Ia yang selalu memerhatikan gerak bibir ketika orang tua dan guru ngajinya selalu menyebutkan kekejaman serdadu asing.  Mulai dari Portugis, Inggris juga Belanda yang selalu mencoba merebut semua yang ada di tanah di mana mereka melabuhkan kapalnya. 

Gadis berkerudung hitam itu melepaskan kelinci hutan yang ia tangkap tepat di tanah lapang. Membiarkan binatang itu berlari ke sana kemari untuk mengalihkan perhatian dua serdadu yang tengah berjaga. 

Salah satunya berhasil mengikuti ke mana arah kelinci itu berlari sedangkan yang lain mencoba menyisir tempat yang lain masih dengan senapan di tangan.

Tak tinggal diam, Kenanga mengambil sebuah batu kali lalu melemparkan tepat mengenai kepala serdadu Belanda. 
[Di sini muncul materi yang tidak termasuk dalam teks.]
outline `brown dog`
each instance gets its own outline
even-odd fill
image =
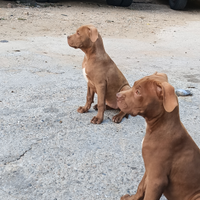
[[[98,95],[97,116],[91,122],[100,124],[103,121],[105,109],[118,109],[116,93],[129,89],[128,81],[117,68],[116,64],[105,52],[104,45],[97,29],[92,26],[81,26],[75,34],[68,36],[68,44],[79,48],[85,53],[82,63],[83,74],[87,84],[87,101],[85,106],[79,107],[79,113],[88,112],[93,103],[94,94]],[[121,122],[125,113],[120,111],[113,117],[114,122]]]
[[[141,115],[147,127],[142,145],[145,174],[137,193],[121,200],[200,200],[200,150],[179,117],[174,88],[165,74],[142,78],[117,94],[118,106]]]

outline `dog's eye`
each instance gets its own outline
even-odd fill
[[[139,90],[136,90],[136,94],[138,94],[138,95],[139,95],[139,94],[140,94],[140,91],[139,91]]]

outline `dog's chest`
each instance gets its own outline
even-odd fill
[[[83,76],[84,76],[85,80],[88,82],[88,78],[87,78],[87,74],[85,72],[85,68],[83,68]]]

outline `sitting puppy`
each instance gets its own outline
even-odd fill
[[[79,107],[77,111],[88,112],[93,103],[94,94],[97,93],[98,104],[94,106],[94,109],[98,110],[98,113],[91,122],[100,124],[103,121],[105,109],[118,109],[116,93],[130,89],[130,86],[105,52],[102,38],[94,26],[81,26],[75,34],[67,38],[69,46],[79,48],[85,53],[82,69],[87,81],[87,101],[85,106]],[[112,120],[119,123],[124,116],[126,113],[120,111]]]
[[[179,117],[174,88],[155,73],[117,94],[119,108],[141,115],[147,127],[142,145],[145,173],[135,195],[121,200],[200,200],[200,150]]]

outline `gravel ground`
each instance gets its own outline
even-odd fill
[[[0,199],[117,200],[137,190],[144,119],[115,124],[117,111],[106,111],[104,122],[93,125],[95,110],[76,111],[86,99],[83,53],[66,37],[83,24],[98,28],[130,85],[158,71],[193,93],[179,97],[180,116],[200,147],[198,7],[7,3],[0,3]]]

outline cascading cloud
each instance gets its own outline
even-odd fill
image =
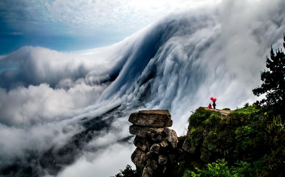
[[[283,1],[246,2],[174,13],[83,53],[26,46],[1,56],[0,65],[16,66],[0,73],[0,171],[16,163],[39,176],[114,175],[131,163],[132,143],[117,142],[130,135],[131,113],[168,109],[179,134],[189,110],[211,96],[218,108],[253,102],[270,45],[282,46],[285,11]],[[102,115],[109,126],[94,130],[72,164],[53,173],[56,164],[43,165],[42,154],[56,154]]]

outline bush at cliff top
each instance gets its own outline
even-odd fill
[[[198,168],[196,173],[186,170],[183,177],[253,177],[256,175],[256,170],[251,165],[245,162],[238,161],[237,166],[230,167],[224,159],[215,162],[209,163],[203,170]]]

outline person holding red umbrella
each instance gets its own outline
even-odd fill
[[[216,109],[216,101],[217,101],[217,98],[215,97],[211,97],[210,99],[213,102],[212,105],[214,107],[214,109]]]

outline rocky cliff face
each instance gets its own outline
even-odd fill
[[[143,168],[143,177],[163,176],[176,163],[178,140],[167,110],[140,111],[131,114],[130,133],[136,135],[137,147],[132,161],[137,168]]]

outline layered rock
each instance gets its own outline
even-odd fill
[[[176,163],[178,142],[167,110],[140,111],[132,113],[129,120],[130,133],[136,135],[137,147],[131,157],[137,168],[143,167],[142,176],[163,176]]]

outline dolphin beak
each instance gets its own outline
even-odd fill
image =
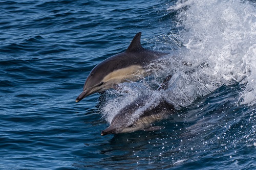
[[[116,130],[116,128],[110,126],[104,130],[102,131],[101,132],[101,136],[104,136],[105,135],[108,135],[109,134],[112,134],[112,133],[114,134],[115,133],[115,132]]]
[[[82,99],[89,95],[90,94],[91,94],[91,93],[90,93],[90,90],[84,90],[83,92],[82,92],[81,94],[80,94],[80,95],[77,97],[77,98],[76,98],[76,102],[79,102],[80,101],[82,100]]]

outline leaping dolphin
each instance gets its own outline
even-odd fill
[[[129,81],[137,81],[146,76],[145,67],[153,60],[167,54],[144,48],[140,43],[141,32],[137,33],[123,53],[108,58],[97,65],[87,77],[78,102],[96,92],[113,88]]]
[[[148,98],[150,96],[145,95],[139,98],[121,109],[114,117],[110,126],[101,132],[101,135],[159,130],[160,127],[153,126],[152,124],[168,118],[175,110],[173,105],[162,99],[158,104],[150,106],[136,117],[134,113],[146,105]]]

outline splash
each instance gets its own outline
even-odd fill
[[[178,14],[179,33],[175,38],[179,42],[177,48],[172,48],[176,50],[171,54],[148,66],[155,73],[153,77],[120,84],[121,90],[107,92],[107,96],[115,96],[101,108],[107,121],[110,123],[122,108],[144,94],[155,96],[153,103],[157,103],[159,96],[163,96],[179,109],[223,85],[238,83],[246,86],[241,90],[237,104],[255,105],[256,8],[253,4],[234,0],[178,1],[168,10]],[[170,74],[173,78],[167,89],[164,92],[157,90],[163,78]],[[139,110],[150,106],[142,106]],[[135,113],[135,117],[143,112],[140,110]]]

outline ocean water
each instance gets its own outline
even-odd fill
[[[1,169],[256,168],[255,1],[0,0],[0,9]],[[161,69],[76,103],[92,69],[140,31],[143,47],[170,53]],[[162,129],[100,135],[144,93],[177,110]]]

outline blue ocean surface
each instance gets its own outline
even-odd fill
[[[75,103],[139,32],[161,69]],[[255,44],[253,0],[0,0],[0,169],[255,169]],[[143,93],[163,128],[101,136]]]

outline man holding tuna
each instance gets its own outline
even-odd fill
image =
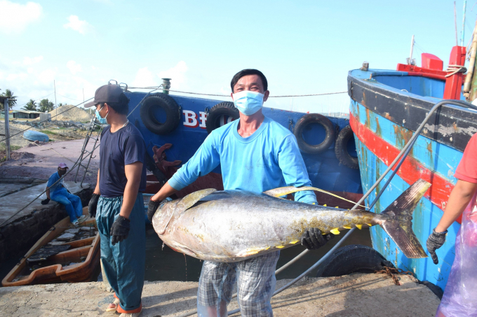
[[[152,197],[149,220],[162,200],[219,164],[226,190],[262,192],[287,185],[311,185],[293,134],[262,112],[269,94],[267,86],[267,78],[256,69],[235,74],[231,96],[240,119],[213,131],[194,155]],[[316,197],[312,191],[302,191],[295,194],[295,200],[316,204]],[[304,232],[302,244],[315,249],[332,237],[331,234],[322,235],[319,230],[310,228]],[[226,316],[237,281],[242,316],[273,316],[270,300],[279,255],[276,251],[233,263],[204,261],[197,295],[198,315]]]

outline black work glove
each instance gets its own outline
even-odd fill
[[[46,205],[46,204],[48,204],[48,202],[50,202],[50,199],[49,199],[49,198],[47,198],[47,199],[43,199],[43,200],[41,201],[41,204],[42,204],[42,205]]]
[[[152,223],[152,217],[154,217],[156,211],[162,203],[162,200],[149,200],[149,206],[147,206],[147,219]]]
[[[335,234],[332,233],[321,234],[321,230],[318,228],[308,228],[302,236],[302,246],[308,250],[316,250],[334,237]]]
[[[91,199],[90,199],[89,204],[88,204],[88,213],[89,213],[90,217],[96,217],[96,208],[98,208],[98,199],[100,199],[99,194],[93,193],[91,195]]]
[[[111,226],[111,230],[109,231],[109,235],[112,238],[111,239],[111,243],[113,246],[118,242],[121,242],[125,239],[128,238],[128,234],[129,234],[129,228],[130,227],[130,220],[122,216],[118,216],[113,223],[113,225]]]
[[[443,232],[436,232],[436,228],[434,228],[432,230],[432,233],[429,237],[427,238],[426,246],[427,247],[427,251],[431,253],[431,258],[432,258],[432,261],[434,264],[439,262],[439,260],[436,254],[436,250],[441,248],[444,244],[444,242],[445,242],[446,233],[447,230]]]

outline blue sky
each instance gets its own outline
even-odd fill
[[[463,0],[456,2],[459,37]],[[466,45],[477,16],[467,3]],[[45,96],[76,104],[109,79],[130,86],[229,94],[235,73],[261,70],[271,95],[347,90],[363,61],[396,69],[412,34],[444,61],[455,45],[454,1],[0,0],[0,89],[18,106]],[[5,45],[7,44],[8,45]],[[228,100],[229,98],[215,98]],[[265,106],[348,111],[347,94],[271,98]]]

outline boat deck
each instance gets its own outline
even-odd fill
[[[274,316],[434,316],[439,299],[409,276],[401,286],[381,274],[309,278],[272,298]],[[277,281],[277,288],[290,280]],[[196,308],[196,282],[146,282],[142,317],[173,316]],[[0,311],[11,316],[112,316],[112,293],[101,282],[0,288]],[[229,309],[237,308],[232,300]],[[232,315],[240,316],[239,314]]]

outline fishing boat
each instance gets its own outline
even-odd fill
[[[349,123],[356,136],[356,146],[365,192],[388,168],[437,102],[443,99],[464,99],[462,83],[465,79],[468,87],[471,78],[471,68],[466,78],[464,74],[465,58],[466,48],[455,46],[447,71],[443,70],[441,59],[423,53],[420,67],[398,64],[396,71],[380,70],[369,69],[365,63],[361,69],[349,72]],[[471,67],[473,71],[473,65]],[[424,126],[373,211],[382,211],[419,178],[431,183],[425,198],[414,212],[412,220],[414,232],[425,246],[429,235],[443,215],[449,195],[457,182],[454,173],[469,140],[476,132],[476,111],[454,105],[438,108]],[[375,199],[389,177],[389,175],[387,176],[368,197],[368,204]],[[439,258],[437,265],[430,258],[405,258],[386,232],[377,226],[372,227],[370,232],[374,248],[387,260],[397,267],[413,272],[419,280],[428,281],[443,290],[454,260],[454,244],[459,227],[458,219],[448,229],[445,244],[437,251]]]
[[[27,252],[2,280],[4,286],[43,284],[58,282],[87,282],[98,276],[100,272],[100,235],[85,237],[71,241],[55,241],[65,232],[79,230],[86,234],[98,230],[96,220],[88,216],[88,207],[83,209],[86,217],[80,220],[79,227],[66,217],[53,226]],[[83,227],[86,230],[82,230]],[[52,242],[55,242],[52,244]],[[54,244],[54,246],[51,246]],[[51,256],[37,251],[48,248],[60,248],[65,251]],[[58,251],[58,250],[57,250]]]
[[[141,132],[147,148],[146,192],[155,193],[196,153],[214,129],[238,118],[232,102],[205,98],[131,92],[120,85],[130,99],[128,120]],[[163,87],[169,88],[166,79]],[[356,202],[363,196],[358,159],[347,118],[325,117],[264,107],[265,116],[290,129],[297,137],[314,186]],[[205,188],[223,190],[220,167],[182,189],[184,197]],[[349,208],[352,204],[316,192],[322,204]]]

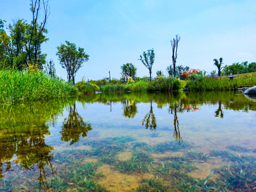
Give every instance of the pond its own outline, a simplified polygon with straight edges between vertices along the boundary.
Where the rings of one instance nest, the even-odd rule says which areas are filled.
[[[238,92],[0,106],[0,190],[256,190],[256,102]]]

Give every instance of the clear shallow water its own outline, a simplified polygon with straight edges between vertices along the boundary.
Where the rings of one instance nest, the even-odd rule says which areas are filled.
[[[1,106],[1,191],[255,191],[241,92],[98,94]]]

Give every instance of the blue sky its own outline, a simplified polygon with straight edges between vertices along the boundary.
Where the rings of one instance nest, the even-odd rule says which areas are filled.
[[[7,23],[31,19],[29,0],[0,0],[0,19]],[[65,41],[90,55],[77,74],[98,79],[120,77],[120,67],[132,63],[140,77],[148,69],[138,60],[154,48],[153,76],[172,63],[170,41],[181,37],[177,65],[210,72],[213,60],[224,65],[256,61],[256,1],[51,0],[46,28],[49,41],[42,47],[54,60],[57,75],[66,79],[55,54]]]

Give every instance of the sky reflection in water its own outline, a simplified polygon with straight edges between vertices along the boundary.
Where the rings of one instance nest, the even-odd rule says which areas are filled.
[[[1,106],[0,189],[255,190],[253,99],[142,93]]]

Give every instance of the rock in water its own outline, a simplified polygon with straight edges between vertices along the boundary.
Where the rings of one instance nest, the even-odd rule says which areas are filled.
[[[245,94],[245,96],[247,99],[250,99],[251,101],[256,102],[256,94]]]
[[[246,91],[244,92],[244,94],[256,94],[256,86],[254,87],[248,89]]]

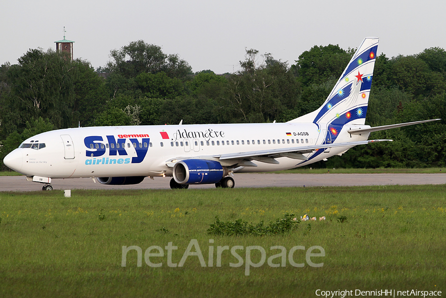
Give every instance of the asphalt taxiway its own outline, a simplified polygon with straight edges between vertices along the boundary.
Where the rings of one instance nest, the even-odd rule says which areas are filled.
[[[355,186],[363,185],[422,185],[446,184],[443,174],[272,174],[238,173],[234,177],[236,188],[311,186]],[[169,189],[170,177],[146,178],[135,185],[106,185],[92,178],[53,179],[54,189]],[[0,177],[0,191],[39,191],[43,184],[29,182],[25,176]],[[191,185],[194,188],[213,188],[214,184]]]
Terpancing, bawahan yang diperintahkan Daalen untuk mencari harta kekayaan Kampung Rikit Gaib datang ke arah lemparan batu berasal. Putri kedua kepala kampung itu menyiapkan seutas tali yang akan ia gunakan untuk menyambut kedatangan musuh. 

Dor! 

Satu tembakan dilepaskan sebagai peringatan. Namun, gadis yang tak bisa mendengar itu tak takut sama sekali meski bau mesiu begitu merasuki indra penciumannya. Satu batu lagi ia lemparkan sebagai balasan lalu Kenanga bersembunyi di balik tanah dengan tali yang sudah berbentuk sebuah simpul mati. 

Gadis itu menarik kaki serdadu Belanda ketika telah sampai di tepi jurang. Satu tembakan tak sengaja dilepaskan oleh penjajah itu. Bawahan Daalen  kemudian terjatuh dan tubuhnya langsung tercebur ke sungai yang airnya jernih. 

Kenanga menyusul dan beberapa kali membenamkan kepala lelaki berambut pirang itu hingga nyaris kehabisan napas. Gadis itu memang tak berniat mengampuninya meski berkali-kali tangannya ditepuk sebagai tanda lawannya telah menyerah. 

Tali yang telah ia simpul mati dipasang di leher serdadu Belanda. Ia ikat lebih kencang hingga mencekik leher lawannya. 

“Lepas. Sakit. Jalang!” umpatnya walau tak didengar Kenanga. 

Adiknya Cempaka itu terus saja menyeret tubuh lawan yang lebih besar darinya sekuat tenaga. Sampai di sebuah pohon dengan dahan yang cukup kuat ia berhenti. Lalu ia melempar sisa tali yang tidak diikat lalu menarik tubuh lawannya hingga tergantung di sana. 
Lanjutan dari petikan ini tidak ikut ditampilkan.